For Olson, the ‘persistent messaging from the medical establishment that breastfeeding is the clear best choice’ added to the pressure she felt—and made her eventual switch to formula even trickier. But when she switched, Olson felt a weight lift. ‘The effect on my mental health was immediate,’ she said. Her sleep quality and quantity went up, and her stress levels and self-recrimination went way down. Five additional hours per day were freed up to bond with her baby and tend to her own needs.

Recommending that parents exclusively breastfeed—and continue attempting to breastfeed even when it’s not going well—is common medical practice. What clinicians and guidelines don’t routinely recognize is that there ‘are risks associated with breastfeeding, particularly when there’s challenges,’ said Nancy Byatt, a perinatal psychiatrist and professor at the University of Massachusetts Chan Medical School.
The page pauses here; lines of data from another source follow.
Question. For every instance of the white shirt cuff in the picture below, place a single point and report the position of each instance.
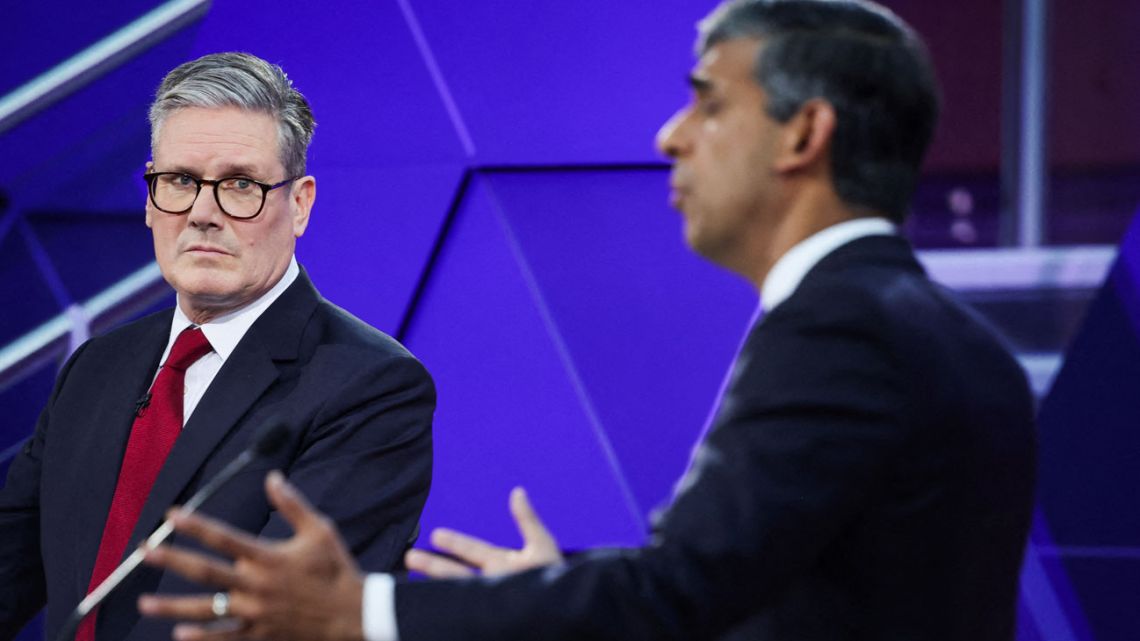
(379, 610)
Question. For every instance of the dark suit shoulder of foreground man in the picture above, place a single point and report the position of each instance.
(869, 473)
(121, 440)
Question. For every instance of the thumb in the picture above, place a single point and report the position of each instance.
(290, 502)
(531, 527)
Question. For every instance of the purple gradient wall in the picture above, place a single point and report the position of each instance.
(488, 191)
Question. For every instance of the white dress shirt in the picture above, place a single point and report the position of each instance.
(379, 606)
(224, 334)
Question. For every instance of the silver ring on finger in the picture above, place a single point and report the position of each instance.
(220, 605)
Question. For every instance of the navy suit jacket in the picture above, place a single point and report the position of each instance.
(358, 405)
(869, 475)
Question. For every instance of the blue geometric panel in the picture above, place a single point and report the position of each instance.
(562, 82)
(357, 64)
(39, 35)
(24, 294)
(511, 411)
(371, 234)
(1090, 456)
(84, 152)
(90, 252)
(650, 326)
(18, 418)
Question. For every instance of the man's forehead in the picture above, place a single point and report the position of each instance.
(218, 137)
(727, 61)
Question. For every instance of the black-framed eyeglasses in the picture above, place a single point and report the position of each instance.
(237, 196)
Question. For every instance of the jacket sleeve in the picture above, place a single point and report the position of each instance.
(809, 420)
(23, 590)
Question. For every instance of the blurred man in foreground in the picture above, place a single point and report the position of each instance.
(869, 473)
(144, 416)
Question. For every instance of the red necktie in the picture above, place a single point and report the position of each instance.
(153, 435)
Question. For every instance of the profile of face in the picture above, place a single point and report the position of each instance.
(218, 264)
(723, 145)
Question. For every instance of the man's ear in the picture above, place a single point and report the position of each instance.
(807, 136)
(303, 195)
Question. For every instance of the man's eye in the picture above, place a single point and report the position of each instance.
(238, 184)
(709, 107)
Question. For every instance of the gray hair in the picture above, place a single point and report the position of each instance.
(244, 81)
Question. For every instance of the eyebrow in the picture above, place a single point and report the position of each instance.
(700, 84)
(226, 170)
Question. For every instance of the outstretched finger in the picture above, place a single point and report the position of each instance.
(291, 503)
(198, 568)
(436, 566)
(218, 536)
(182, 608)
(466, 548)
(216, 631)
(531, 527)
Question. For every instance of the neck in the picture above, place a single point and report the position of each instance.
(801, 219)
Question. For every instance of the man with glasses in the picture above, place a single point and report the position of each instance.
(869, 472)
(143, 416)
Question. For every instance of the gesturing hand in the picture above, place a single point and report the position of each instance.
(478, 557)
(304, 587)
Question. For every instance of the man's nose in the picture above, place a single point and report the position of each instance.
(670, 138)
(205, 211)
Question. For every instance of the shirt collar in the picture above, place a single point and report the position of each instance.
(796, 262)
(225, 332)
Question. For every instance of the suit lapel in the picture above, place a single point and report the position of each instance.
(99, 449)
(245, 376)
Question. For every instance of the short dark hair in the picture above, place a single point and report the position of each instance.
(862, 59)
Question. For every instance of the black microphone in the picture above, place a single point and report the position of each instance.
(269, 439)
(141, 404)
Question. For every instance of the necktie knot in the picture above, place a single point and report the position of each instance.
(188, 347)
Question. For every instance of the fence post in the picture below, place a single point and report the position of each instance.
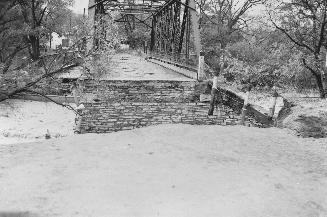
(201, 75)
(273, 104)
(246, 102)
(91, 20)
Throughout my own pediatric education and practice, my peers and I were never trained to explicitly consider parental mental health as a factor in a family’s decision-making around feeding—at odds with the standard of care in perinatal psychiatry. ‘Breast is great,’ Byatt said, ‘but not at the expense of parental mental health.’

Byatt and the other psychiatrists I interviewed for this piece routinely recommend against breastfeeding to protect maternal mental health in clear-cut cases—including for parents with serious mental illness, any illness known to be triggered by sleep loss, and those who have tried to breastfeed but have simply struggled with it too much.

‘I’m trying to cut out anything that’s going to increase that risk for destabilization,’ said Crystal Clark, a perinatal psychiatrist and associate professor at the University of Toronto. Clark remembers working at a hospital where a ‘breast is best’ campaign was underway: ‘It was rough … moms up 24 hours trying to breastfeed,’ she said. She recalls some patients becoming very sick as a result.

Although some 83 percent of mothers attempt breastfeeding, only 1 in 4 still exclusively breastfeed by six months, for many reasons: parental health impacts; difficulties with supply; lack of support or time, such as for pumping at work; and insufficient parental leave. Ninety-five percent of U.S. fathers and 1 in 4 mothers return to work within two weeks.

Whether the risks of breastfeeding outweigh benefits is an individual calculation, and one that can even change over the course of the postpartum period. Ideally, parents would be checking in with their care team to tweak their feeding plans as needed in the weeks after birth. Instead, parents frequently fall off the postpartum ‘cliff.’ After frequent visits throughout pregnancy, typically only one or two visits are allotted for postpartum needs in the six months after birth, while the baby might have as many as six visits. In focus groups, Byatt has heard new mothers describe feeling like a ‘hot potato’—’dropped as soon as the baby’s born.’

In reality, parents and children are a unit whose health is intertwined, and a health challenge for a parent can fundamentally affect the baby’s health, Joanna Jarecki, a psychiatrist and assistant professor at McMaster University, told me in an email.

Given all this, we need to ensure that all clinicians caring for a family are on the same page. ‘Some patients are going to believe their OB and pediatrician over their psychiatrist,’ Clark said, to the possible detriment of their health. Luckily, there are some efforts to better align care across specialties, though they need to expand. Byatt, for example, leads a program in Massachusetts for other clinicians to consult perinatal psychiatrists in creating optimal care plans for new or expecting parents who have mental health challenges, including inputs on feeding.

What I would tell any new parent is: If sleep deprivation could put you at risk for illness, consider all your feeding options—the only ‘right’ choice is the one that allows you to be the best parent you can be. I’ve never regretted my decision to formula feed my son to protect sleep during my highest-risk period for a relapse. It allowed me to enter parenthood as the healthiest version of myself—and for my son to thrive.